Robin Hove of Regina says the marijuana prescribed by his doctor has helped him deal with stress caused by a work-related incident, but he can't afford the drug bill. ((CBC))

A Saskatchewan man using prescribed marijuana is appealing a decision by the province's Workers' Compensation Board not to pay for the drug.

Robin Hove has been off work for six years, suffering post-traumatic stress.

While the injury he suffered on the job as a security guard is not in dispute, the prescription from his doctor — medical marijuana — is.

"I have to pay for that," Hove told CBC News in an interview this week. "It's like a third of my income."

When he was first diagnosed with post-traumatic stress syndrome — after a confrontation with a thief —  his doctor prescribed pharmaceuticals that didn't alleviate his symptoms, Hove said. For more than five years, as doctors tried different medications, he was unable to function normally.

"I never left the house. I stayed at home. The only place I ever went was with my wife. I didn't go anywhere else. For five and a half years, I was just locked in my house."

When his doctor put Hove on marijuana last year, his symptoms improved, but he's had to pay for the drug out of his own pocket.

Now he is concerned that if his marijuana bill, which comes to about $600 a month, is not covered he will become housebound again.

"So I am going to be put in a position where I am going back on the medication and be back in my house," Hove said.

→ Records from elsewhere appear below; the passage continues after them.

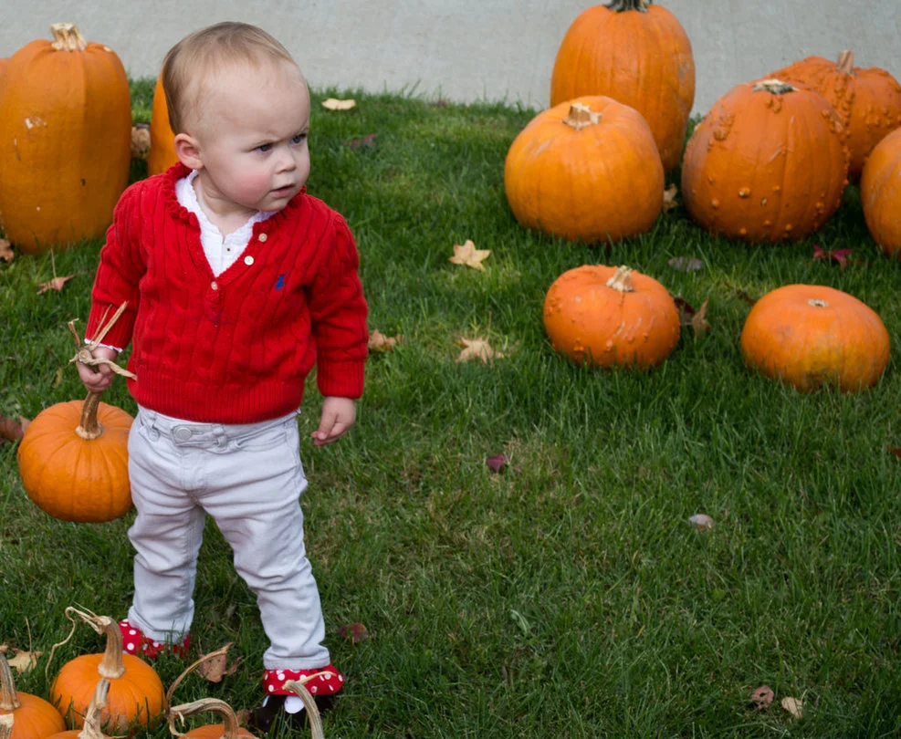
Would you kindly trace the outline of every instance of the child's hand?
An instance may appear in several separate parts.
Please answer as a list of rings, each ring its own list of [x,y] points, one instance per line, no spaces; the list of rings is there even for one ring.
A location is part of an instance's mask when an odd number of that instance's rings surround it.
[[[116,357],[119,356],[118,351],[106,347],[98,347],[91,353],[95,359],[110,359],[110,361],[115,361]],[[91,392],[103,392],[112,384],[112,379],[116,376],[116,373],[106,364],[89,367],[87,364],[76,362],[75,365],[79,368],[79,377]]]
[[[350,398],[330,396],[322,401],[320,427],[309,434],[316,446],[340,439],[357,420],[357,404]]]

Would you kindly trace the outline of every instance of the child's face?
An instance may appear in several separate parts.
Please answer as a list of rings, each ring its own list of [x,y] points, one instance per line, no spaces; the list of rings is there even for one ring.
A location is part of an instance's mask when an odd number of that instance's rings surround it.
[[[207,200],[236,213],[280,211],[300,192],[309,175],[309,94],[294,65],[224,69],[197,112]]]

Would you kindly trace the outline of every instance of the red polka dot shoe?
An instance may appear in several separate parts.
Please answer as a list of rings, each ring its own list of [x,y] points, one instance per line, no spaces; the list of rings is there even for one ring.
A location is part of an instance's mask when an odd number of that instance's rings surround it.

Saskatchewan's Workers' Compensation Board says its drug coverage does not include medicinal marijuana.

The board told CBC News there is insufficient research on the medical benefits of the drug. The board also noted that marijuana is not listed in a catalogue of pharmaceuticals it uses as a guideline for which drugs it will cover.

Hove is appealing to the board's medical panel. He said the post-traumatic stress he suffers is related to an incident when he tried to apprehend a shoplifter and there was a scuffle. The shoplifter was bleeding from a cut lip and was on top of Hove.

"The blood came pouring out of his mouth," Hove recalled. "Into my eyes and into my mouth and I was just drowning in it."

Hove was told there was a risk he might have contracted HIV, the virus that can lead to AIDS. In time, he learned he did not have the virus, but he was diagnosed with post-traumatic stress syndrome. 

Hove was in the news for another reason recently, He was honoured for helping to subdue a machete-wielding man in a gas-bar robbery in Regina. Hove was sitting in a nearby coffee shop when he saw the commotion and took action.